The thought of all that technological wonder was enough to induce brain-weariness in some audience members who occasionally wish they had the “Number, please” telephone lady back. But because such an attitude might fall into a category Mr. Mann referenced in passing as  “maladaptive compensatory behavior,” most went home willing to hear it all as good news. And to ramp up the exercising of their brains.

More on those technological wonders in a following blog.

More on the Housing Choices Dilemma

This week’s earlier post about the multiplicity of housing choices for the post-Boomers (and often Boomers ready to downsize or make other shifts) touched on just a few of the possibilities out there. The staying put option is one that many, including my friend Berta whose current consideration of home changes was cited, would choose. The question is addressed at some good length in today’s New York Times:

Stay put or sell?

That’s the question many older people ponder as they move into their 70s and beyond.

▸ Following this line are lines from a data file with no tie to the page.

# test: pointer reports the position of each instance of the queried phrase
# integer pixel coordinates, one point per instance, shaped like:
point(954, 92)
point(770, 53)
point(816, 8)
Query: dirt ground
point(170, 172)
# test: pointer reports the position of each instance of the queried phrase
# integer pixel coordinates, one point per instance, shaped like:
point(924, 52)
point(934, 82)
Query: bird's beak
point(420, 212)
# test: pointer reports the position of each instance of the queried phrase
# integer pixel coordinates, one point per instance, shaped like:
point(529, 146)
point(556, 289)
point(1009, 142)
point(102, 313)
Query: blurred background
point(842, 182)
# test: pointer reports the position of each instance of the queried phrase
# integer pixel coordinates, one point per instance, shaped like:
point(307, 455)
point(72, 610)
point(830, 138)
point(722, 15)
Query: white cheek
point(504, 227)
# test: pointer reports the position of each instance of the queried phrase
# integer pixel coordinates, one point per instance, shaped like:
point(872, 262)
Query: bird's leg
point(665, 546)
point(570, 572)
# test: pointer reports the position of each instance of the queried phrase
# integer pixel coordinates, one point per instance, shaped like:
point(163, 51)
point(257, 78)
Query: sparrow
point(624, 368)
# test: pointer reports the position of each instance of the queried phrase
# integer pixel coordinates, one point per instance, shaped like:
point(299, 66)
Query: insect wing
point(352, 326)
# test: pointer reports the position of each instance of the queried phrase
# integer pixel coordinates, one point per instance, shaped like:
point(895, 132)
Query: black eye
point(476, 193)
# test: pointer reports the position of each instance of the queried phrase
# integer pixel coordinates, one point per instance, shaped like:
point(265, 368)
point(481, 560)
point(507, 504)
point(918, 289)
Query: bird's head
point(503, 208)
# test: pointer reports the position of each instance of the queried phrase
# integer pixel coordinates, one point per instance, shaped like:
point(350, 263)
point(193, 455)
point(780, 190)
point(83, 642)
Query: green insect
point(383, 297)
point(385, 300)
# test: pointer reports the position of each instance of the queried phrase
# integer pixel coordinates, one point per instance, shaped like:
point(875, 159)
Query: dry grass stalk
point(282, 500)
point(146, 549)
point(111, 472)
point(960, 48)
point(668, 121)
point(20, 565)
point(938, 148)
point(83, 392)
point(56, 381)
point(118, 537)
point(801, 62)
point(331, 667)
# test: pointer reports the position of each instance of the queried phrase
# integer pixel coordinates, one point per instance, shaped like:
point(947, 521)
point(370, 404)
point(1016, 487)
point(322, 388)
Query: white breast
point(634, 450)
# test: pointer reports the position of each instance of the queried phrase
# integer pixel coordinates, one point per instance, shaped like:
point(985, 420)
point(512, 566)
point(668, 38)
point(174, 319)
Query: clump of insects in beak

Most older people settle on staying put, according to a recent survey by the Home Safety Council, a nonprofit organization dedicated to preventing home-related injuries. (From the source of the survey, you can see where this column is heading, right?)

Staying put makes economic sense. It is not only more comfortable to live out your life in your own home, it’s much more affordable.

Those posh retirement condos and assisted-living facilities might seem easy-living and attractive, but crunching their numbers can take the shine off their attraction fast.

The average annual fee at an assisted-living facility — a place where older people live independently but also receive a host of services like medication monitoring and meals — is $34,000. And in the nation’s most expensive metropolitan areas, including New York, the costs may be closer to $70,000.

The Times article goes on to cite the case of octogenarian Catherine Fisher, who chose to adapt her New Jersey home to her own needs rather than take those needs elsewhere. Sooner or later, countless Americans will face similar choices.  Guidelines to what is becoming “an entire service industry… taking shape around the goal of letting people age in place” are worth a quick study now, for whenever “later” comes.

via Patient Money – Cost-Effective Ways to Make Homes Safer for Older People – NYTimes.com.